The situation I'm considering is quite involved. All rings are noetherian commutative with $1$. All modules are finitely generated.
First of all we fix a non reduced local ring $A$ where all zero divisors are nilpotent element. Let $A^\prime$ be a quotient of $A$ by a principal ideal $t$, where $t$ is not a zero divisor in $A$.
Let $M$ be an $A$-module and suppose that one has a presentation of $M$ given by an exact sequence $$ 0\to N'\to N\xrightarrow{\cdot(h)} N \to M\to 0$$ of $A$-modules, where the middle arrow is the multiplication by an element $h\in A$ that is a zero divisor of $N$ (I'm just saying that I don't want to assume $N'=\ker (\cdot h)$ to be $0$).
Assume the following extra conditions: a) $N$ is an $A'$-module of finite projective dimension. b) $N'$ is an $A'$-module.
Questions:
1) is it true that $N'$ has finite projective dimension as $A'$-module?
2) is it true that $M$ is an $A'$-module of finite projective dimension?

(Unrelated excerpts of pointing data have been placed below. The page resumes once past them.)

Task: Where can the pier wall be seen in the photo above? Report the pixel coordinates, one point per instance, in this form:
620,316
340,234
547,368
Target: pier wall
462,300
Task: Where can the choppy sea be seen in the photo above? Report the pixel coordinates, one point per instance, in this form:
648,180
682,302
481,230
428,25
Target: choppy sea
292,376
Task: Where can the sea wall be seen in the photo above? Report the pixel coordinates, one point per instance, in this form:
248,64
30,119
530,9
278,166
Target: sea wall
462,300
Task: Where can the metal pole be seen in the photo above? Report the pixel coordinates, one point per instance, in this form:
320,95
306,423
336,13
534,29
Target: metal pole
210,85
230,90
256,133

3) can we deduce the existence of finite projective resolutions for the above objects as $A$-modules?
In case the questions do have negative answers, in which way one can add assumptions on the objects so that things do magically become true?
EDIT: I realized that I can actually ask a more precise question. I keep the previous notation, but I write specific examples for the modules:
$$M=A/(t - x^b) $$ for $x$ nilpotent (say with $x^m=0$ and $x^n\neq 0$ for $n<m$ and $b<m$).
$$N = A/(t^a-x^{ab}) = A/(t^a)$$ for some $a$ with $ab>m$. Finally, I can take for $h$ an element of $A$ such that $h(t-x^b) = (t^a-x^{ab})$.
So I keep the general questions, but I'm curious to see an answer also in this specific case.